Back to Ocrmypdf

v16

docs/releasenotes/version16.md

17.4.212.6 KB
Original Source

% SPDX-FileCopyrightText: 2022 James R. Barlow % SPDX-License-Identifier: CC-BY-SA-4.0

v16

v16.13.0

  • Added detection and repair for Ghostscript 10.6 JPEG corruption. When GS 10.6 truncates JPEG data by 1-15 bytes, OCRmyPDF now restores the original image bytes from the input PDF. A warning is issued when GS 10.6+ is detected. {issue}1603
  • We continue to force re-optimization of JPEGs, since this catches some issues with corruption for situations where Ghostscript modifies an image. It is likely there are still cases where we cannot mitigate all corruption issues. {issue}1585
  • Fixed handling of PDF page boxes (ArtBox, BleedBox) which were not being processed correctly in some cases. {issue}1181,1360
  • Documentation: clarified podman usage instructions.

v16.12.0

  • Disable Ghostscript's subset fonts feature, which was found to corrupt text in certain PDFs. Thanks @mnaegler for identifying this issue. {issue}1592
  • Users of Ghostscript 10.6.0+ reported that Ghostscript seems to generate corrupted JPEGs. We force re-optimization of these JPEGs to mitigate the corruption until Ghostscript fixes the issue. {issue}1585
  • OCRmyPDF now avoids applying flate compression to large JPEG images, unless maximum optimization is requested, since flate+DCT compression reduces performances in PDF viewers with large images.
  • Updated Dockerfiles to use more recent base operating systems.
  • Updated build and test matrix to include Python 3.14.
  • Minor documentation improvements.
  • pikepdf >= 10.0.0 is now required.

v16.11.1

  • Fixed issue with Tesseract changing an error message related to skew. {issue}1576
  • Dropped macOS 13 from build-test matrix since it is no longer supported by Apple.

v16.11.0

  • Deprecated "semfree" plugin in favor of falling back to threads if the platform does not support semaphores.
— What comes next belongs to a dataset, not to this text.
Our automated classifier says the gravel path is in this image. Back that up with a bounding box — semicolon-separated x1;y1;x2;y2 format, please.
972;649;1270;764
Fixes an issue with Python 3.14.
  • Fixed references to PDF/A compliances levels to be consistent with ISO nomenclature. Thanks @5HT2. {issue}1557
  • Fixed an issue around using plugin_manager as an argument. {issue}1555
  • Added OpenBSD install steps to README. {issue}1554
  • Removed PyPy from test matrix due to declining support in third party libraries.
  • Documentation improvements.

v16.10.4

  • Corrected build errors in Python 3.13.3 and 3.13.4.

v16.10.3 (not released)

  • Blocked optimization of images with pre-blended soft masks. {issue}1536
  • Fixed warning from hypothesis on running tests.
  • Release incomplete due to new test failures in Python 3.13.3 and 3.13.4.

v16.10.2

  • Blacklist pikepdf 9.8.0 due to an incompatible change.

v16.10.1

  • No changes affecting OCRmyPDF functionality for command line end users.
  • webservice: made page specification easier to find in UI.
  • webservice: fix download button downloads wrong file.
  • Converted project documentation from rST to Markdown.
  • Added README translation to Simplified Chinese. Thanks @HuaPai.
  • Modernized license specification in pyproject.toml.
  • Modernized SPDX license to REUSE.toml.

v16.10.0

  • Added hocr textangle processing, improving handling of text at angles. Thanks @0dinD {issue}1467
  • Docker documentation updates related to podman. Thanks @rugk. {issue}1489,1488
  • Dropped webservice.py's fragile use of ttyd. Instead, messages from ocrmypdf are printed to the console.
  • Fixed broken test test_hocrtransform_matches_sandwich, which had become an invalid test. Thanks @QuLogic for reporting.
  • Improved install instructions for Windows. Thanks @alex.

v16.9.0

  • Added hocr caption processing. Thanks @0dinD {issue}1466
  • ocrmypdf-alpine Docker image is now built with Alpine 3.21.
  • Fixed error handling of PDFs that contain invalid images with both ImageMask and ColorSpace defined. {issue}1453
  • Fixed test suite regression when only older Ghostscripts are installed.
  • Improved documetnation of _progressbar.py. Thanks @QuentinFuxa. {issue}1456
  • Disabling building of documentation as PDF on ReadTheDocs, as this caused complex build issues deemed not worth solving.

v16.8.0

  • Upgraded webservice.py demonstration using streamlit. It's now possible to exercise most of OCRmyPDF's functionality in a simple web UI.
  • Added cache to Dockerfiles to improve build speed.
  • Fixed numerous formatting errors in the documentation that prevented some parts of documentation from generating correctly.
  • Improved OCR text rendering by suppressing negative-width spaces. Thanks @pajowu. {issue}1446
  • Improved detecting of invisible text when using --redo-ocr. Thanks @pajowu. {issue}`1448``

v16.7.0

  • Fixed further issues with Docker build and updated some versions.
  • Main Docker image returned to Ubuntu 24.04 since the fix in v16.6.2 resolved that concern.
  • Code that previously sent Ghostscript output to stdout has been changed to output to temporary files, since Ghostscript was doing that anyway internally. This is a modest efficiency improvement.
  • Fixed an issue with debug log output being parsed as rich markup. {issue}1444

v16.6.2

  • Remove invalid hyperlink annotations to satisfy Ghostscript 10.x during PDF/A conversion. {issue}1425

v16.6.1

  • Fixed some issues with Docker build, such as removing unnecessary content and using a stable Tesseract version.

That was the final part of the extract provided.